Behind the ‘raw’ photo of Roger Federer and Rafael Nadal that captures their enduring friendship, their mutual appreciation of each other’s game and their dedication to each other, is a far deeper and more complex relationship than first meets the eye.
Federer’s support, which is now legendary, was always mutual. It’s a relationship based on the need to do good for the other person, not the desire to be seen as the good one. Both understand that no one has to win at any cost — only to have the victory be the best for the other — and that can’t be a coincidence.
While the players talk about each other in intimate terms, their real conversations are conducted in front of tennis media and fans on tennis.com, where they talk about other topics besides tennis, sports or sports trivia. What they really talk about is tennis.
From the way they interact with fans, to their interest in their fellow players, they don’t act like best friends, but more like a tennis equivalent of a high school gang. That’s why Federer has been named in the annual “50 Greatest Tennis Players” poll, and why the first time someone saw the two, they were talking about tennis. Then they found out who was behind the two, and it became a tennis phenomenon.

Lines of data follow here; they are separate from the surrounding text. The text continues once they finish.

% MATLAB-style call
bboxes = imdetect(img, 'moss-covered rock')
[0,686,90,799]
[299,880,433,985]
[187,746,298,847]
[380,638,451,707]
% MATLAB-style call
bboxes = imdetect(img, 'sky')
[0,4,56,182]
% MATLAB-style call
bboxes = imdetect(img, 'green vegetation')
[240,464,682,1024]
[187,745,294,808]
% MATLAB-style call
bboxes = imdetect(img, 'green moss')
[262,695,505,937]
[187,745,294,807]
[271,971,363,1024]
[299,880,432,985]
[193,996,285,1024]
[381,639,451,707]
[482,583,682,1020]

The more we know about the men who made tennis great, the more the players know about each other.
In an era that’s come to be defined as “the game has changed,” some of the defining moments in tennis history have been the way these five have interacted.
Federer’s support and devotion to the other
Rafael Nadal is Federer’s idol. That’s never more evident than at the moment after Federer’s loss to Novak Djokovic in the first round of the Australian Open in December 2010. His phone was ringing constantly. He would get phone calls from people who wanted to talk to him. He was worried.